La empresa de provecho que montó Thoreau fue la de no ser conformista y no resignarse a la desesperación del sujeto que desconoce el ocio divino. Thoreau creció en la floración primaveral que llena de color la intemperie, no se resignó a dar gusto al sujeto insalubre que cría mixomicetos entre muros rutilantes. El hombre supo hacer sus días libertarios sin descuidar las horas que le dedicaba al agricultor de subsistencia y al cazador-recolector. Obtener la suficiente comida para reponer el combustible vital del ser corpóreo, era en él un deporte y no un tormento cotidiano. La vida del hombre boscoso, desde el despertar claroscuro con la eufonía de los cantores de la aurora al incendio crepuscular, fue un desprenderse del vicio de la acumulación gratuita. Ya en 1845 fue renuente a servir como engranaje de la máquina insaciable del desarrollismo que hoy funge de sucedáneo del paraíso.

Promediando el siglo XIX, se empieza a producir y acumular la basura que es la marca  planetaria del Antropoceno, y el hombre se convierte en instrumento de sus instrumentos. La premonición thoreauiana del trabajador enajenado por los instrumentos de su agotamiento existencial, se hizo realidad plena con nuestra sociedad del progreso para la entropía. La edad de la superpoblación de esclavos viene rodando neumática por el gigantesco parque temático en que se han convertido las grandes urbes. La fantasía no está encerrada en los parques de diversiones Disney, los mundos Disney pululan por doquier en la estridente realidad ciudadana.

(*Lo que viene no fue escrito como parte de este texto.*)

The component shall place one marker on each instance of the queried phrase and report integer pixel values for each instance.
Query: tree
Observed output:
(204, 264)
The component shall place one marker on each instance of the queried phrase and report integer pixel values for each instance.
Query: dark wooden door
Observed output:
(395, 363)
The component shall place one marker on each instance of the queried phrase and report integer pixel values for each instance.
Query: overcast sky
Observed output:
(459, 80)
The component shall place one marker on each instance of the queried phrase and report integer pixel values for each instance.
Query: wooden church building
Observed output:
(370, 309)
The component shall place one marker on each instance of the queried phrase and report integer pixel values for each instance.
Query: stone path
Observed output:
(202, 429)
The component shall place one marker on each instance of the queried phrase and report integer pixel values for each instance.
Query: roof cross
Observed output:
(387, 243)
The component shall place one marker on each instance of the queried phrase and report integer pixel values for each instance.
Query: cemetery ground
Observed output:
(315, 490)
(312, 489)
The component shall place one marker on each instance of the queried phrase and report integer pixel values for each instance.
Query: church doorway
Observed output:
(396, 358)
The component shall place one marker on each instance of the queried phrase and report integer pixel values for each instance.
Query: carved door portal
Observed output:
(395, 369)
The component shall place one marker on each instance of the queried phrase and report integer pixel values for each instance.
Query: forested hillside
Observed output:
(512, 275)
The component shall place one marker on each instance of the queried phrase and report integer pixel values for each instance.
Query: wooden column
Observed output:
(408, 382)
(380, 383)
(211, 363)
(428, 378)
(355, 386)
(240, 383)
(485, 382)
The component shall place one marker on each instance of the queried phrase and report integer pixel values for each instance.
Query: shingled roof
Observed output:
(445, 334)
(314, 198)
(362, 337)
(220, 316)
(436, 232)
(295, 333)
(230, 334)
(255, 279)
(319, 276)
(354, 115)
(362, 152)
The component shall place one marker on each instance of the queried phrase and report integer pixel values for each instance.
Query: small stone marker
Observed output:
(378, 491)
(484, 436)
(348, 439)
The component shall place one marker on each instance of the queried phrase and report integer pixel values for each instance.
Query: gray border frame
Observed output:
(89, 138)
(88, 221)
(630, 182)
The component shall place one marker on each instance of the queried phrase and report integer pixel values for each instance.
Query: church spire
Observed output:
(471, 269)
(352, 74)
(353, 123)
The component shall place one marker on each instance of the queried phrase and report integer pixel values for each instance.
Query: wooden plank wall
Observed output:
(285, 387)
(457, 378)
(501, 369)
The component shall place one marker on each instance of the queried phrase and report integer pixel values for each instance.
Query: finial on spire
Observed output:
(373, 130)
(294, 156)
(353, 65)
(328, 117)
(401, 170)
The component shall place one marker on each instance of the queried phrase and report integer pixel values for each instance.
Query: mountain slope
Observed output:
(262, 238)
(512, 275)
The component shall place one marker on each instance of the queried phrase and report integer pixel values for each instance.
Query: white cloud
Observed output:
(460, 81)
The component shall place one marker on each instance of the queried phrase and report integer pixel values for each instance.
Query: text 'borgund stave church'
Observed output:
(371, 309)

¿Qué observaría Thoreau en el urbanícola de estos días? Vería el rostro de un sujeto simulando humanidad por reflejo de la cotidiana sugestión de ánimo gratuito, la dosis de auto-ayuda que le inoculan los medios para “Un Mundo Medio Feliz” porque, ¡lástima!, todavía no se descubre el psicotrópico total, el amortiguador todoterreno e innocuo para el hombre-cosa. No hay el Soma de la fábula de A. Huxley, Un Mundo Feliz. Todavía no tenemos el Soma que haga del paso del tiempo un trance dichoso sin que se presente la resaca moral y el deterioro físico que producen las drogas de la actualidad, incluida la perenne información no del instante sino de la novedad que se pudre al instante. La careta de humanidad que se calza el sujeto que ríe anegado en sus miasmas es el rostro de la vigorexia que gozan los diez mandamientos del nihilismo mercantil, es la carita del hidrocarburo que reina con el hedor del averno que sustenta nirvanas sintéticos. Thoreau, vislumbró al  enfermo terminal que transita por el infierno de lo igual. El sujeto del consumismo no está conectado con los valores de Gea, deambula semidormido entre las muchedumbres, perdido de las manifestaciones de la Tierra.

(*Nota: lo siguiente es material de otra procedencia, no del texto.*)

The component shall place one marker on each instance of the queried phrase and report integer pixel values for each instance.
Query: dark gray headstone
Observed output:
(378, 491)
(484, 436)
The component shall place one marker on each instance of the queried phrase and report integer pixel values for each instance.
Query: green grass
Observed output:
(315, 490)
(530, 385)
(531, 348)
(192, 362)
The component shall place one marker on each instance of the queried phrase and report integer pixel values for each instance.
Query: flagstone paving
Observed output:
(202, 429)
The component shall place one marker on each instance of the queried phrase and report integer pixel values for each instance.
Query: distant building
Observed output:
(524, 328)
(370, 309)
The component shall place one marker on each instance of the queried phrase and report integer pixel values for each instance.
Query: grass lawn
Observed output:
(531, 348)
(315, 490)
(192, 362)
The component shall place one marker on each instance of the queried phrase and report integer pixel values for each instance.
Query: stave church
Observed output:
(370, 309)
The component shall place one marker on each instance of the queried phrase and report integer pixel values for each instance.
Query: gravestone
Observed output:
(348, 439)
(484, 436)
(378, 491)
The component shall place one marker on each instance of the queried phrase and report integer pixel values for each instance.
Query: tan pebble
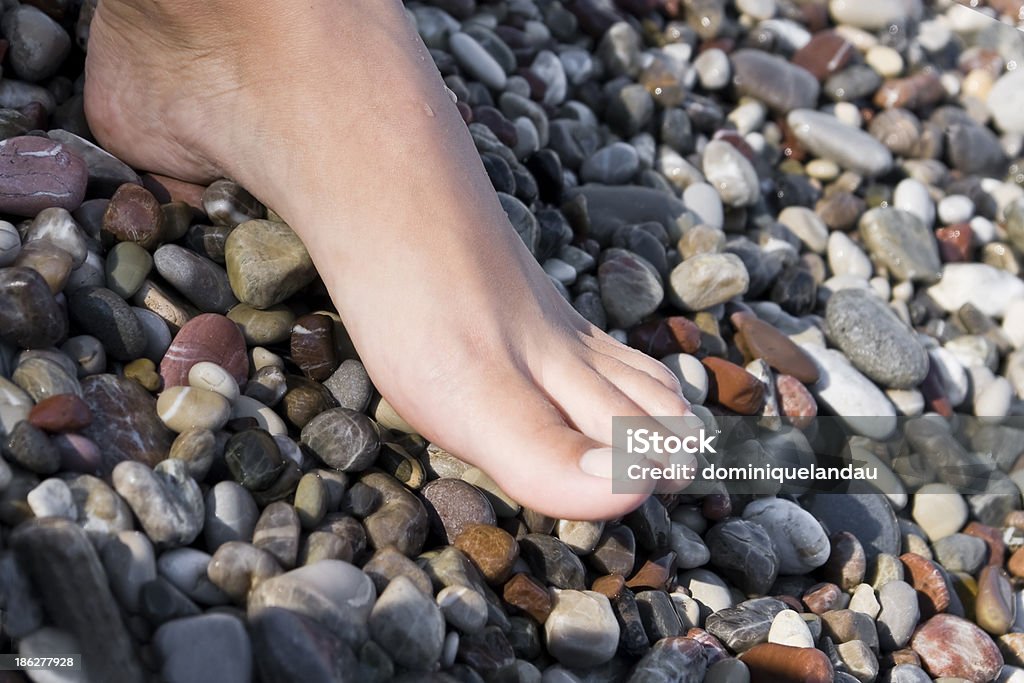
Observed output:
(143, 371)
(183, 409)
(210, 376)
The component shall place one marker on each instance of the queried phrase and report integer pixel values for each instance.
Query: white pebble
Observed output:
(52, 498)
(911, 195)
(691, 376)
(788, 628)
(955, 209)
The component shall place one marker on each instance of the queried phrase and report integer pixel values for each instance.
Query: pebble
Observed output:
(39, 173)
(631, 290)
(30, 316)
(705, 281)
(58, 553)
(185, 409)
(850, 395)
(333, 593)
(343, 438)
(581, 631)
(199, 280)
(209, 647)
(876, 340)
(901, 242)
(728, 171)
(230, 515)
(127, 265)
(799, 540)
(742, 551)
(209, 337)
(454, 505)
(166, 501)
(125, 422)
(774, 81)
(827, 137)
(988, 289)
(266, 263)
(953, 647)
(409, 625)
(939, 510)
(133, 215)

Qué formidables sirvientes resultaron Sencillez y Simplicidad; el primero amanecía a sus labores de músculo trinando, “¡sencillez, sencillez, sencillez!”; el segundo se recogía a su tarea de filósofo crepuscular exclamando, “¡simplicidad, simplicidad, simplicidad!”. La austeridad que practicó Henry en los bosques de Walden es la que la normalidad llamaría “existir rasguñando la extrema pobreza”, mas para el caminante fue vivir a tope con lo suficiente que le brindó la madre naturaleza para que alterne con lo que le tocó mamar en cada una de las cuatro estaciones.  Así, las musas de Meteoro, se sucedían proporcionando la variedad de sus temperamentos, pasando del bienestar que inicia con la prímula y va descendiendo conforme avanza el otoño hasta la hibernación que provoca el visitante polar. Sin un riguroso invierno que congele la vida no hubiese sido posible el renacimiento que, tras la fascinación del hielo azul berilo de Walden, surgió como cuando, hace cien millones de años, se dio el gran florecimiento que llenó de colores y fragancias a la Tierra con la aparición de las plantas angiospermas.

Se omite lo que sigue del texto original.